Contact Coverage-Guided Exploration for General-Purpose Dexterous Manipulation

📝 Paper Summary

Dexterous Manipulation Exploration in Reinforcement Learning Intrinsic Rewards

CCGE enables general-purpose dexterous manipulation learning by rewarding agents for discovering novel contact patterns between specific fingers and object regions, conditioned on learned object state clusters.

Core Problem

Dexterous manipulation lacks a standard, general-purpose reward signal; existing methods rely on brittle task-specific priors or generic novelty metrics (state/dynamics) that fail to incentivize meaningful physical contact.

Why it matters:

Task-specific rewards (shaping) do not generalize, requiring manual engineering for every new task (e.g., singulation vs. reorientation)
Generic exploration methods (e.g., maximizing prediction error) often lead to task-irrelevant behaviors like waving hands in free space without touching the object
Force-based curiosity is unstable due to the non-smooth, discontinuous nature of contact forces in manipulation

Concrete Example: In a reorientation task, a standard novelty-seeking agent might wave its fingers near the object to maximize state variance without touching it.
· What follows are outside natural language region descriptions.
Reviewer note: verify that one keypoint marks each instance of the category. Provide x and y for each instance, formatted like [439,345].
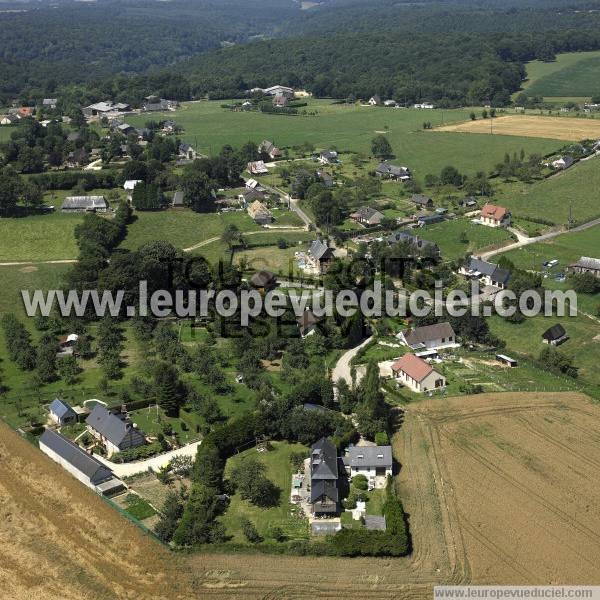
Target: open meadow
[488,482]
[208,126]
[557,128]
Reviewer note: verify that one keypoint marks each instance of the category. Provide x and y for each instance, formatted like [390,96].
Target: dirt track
[557,128]
[500,488]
CCGE specifically rewards the agent only when a finger touches a previously untouched region of the object surface.

Key Novelty

Contact Coverage-Guided Exploration (CCGE)

Explicitly models contact alignment as pairings between hand fingers and discretized object surface regions
Maintains a 'coverage counter' that tracks how often each finger has touched each object region, rewarding rare pairings
Contextualizes exploration using a learned hash of the object state, ensuring that contact strategies learned in one configuration (e.g., grasping) don't suppress exploration in another (e.g., reorienting)

Architecture

Overview of the CCGE pipeline showing the flow from state input to reward generation

Evaluation Highlights

Substantially improves training efficiency and success rates over existing exploration methods (qualitative finding from abstract)
Learned contact patterns transfer robustly to real-world robotic systems (qualitative finding from abstract)
Demonstrated across diverse tasks: cluttered object singulation, constrained object retrieval, in-hand reorientation, and bimanual manipulation

Breakthrough Assessment

8/10

Addresses a critical bottleneck in robotic manipulation—the lack of general-purpose rewards. By formalizing 'contact coverage', it offers a principled alternative to heuristic reward shaping.

⚙️ Technical Details

Problem Definition

Setting: Markov Decision Process (MDP) for robotic manipulation with continuous control

Inputs: Robot proprioception and object state information (point cloud)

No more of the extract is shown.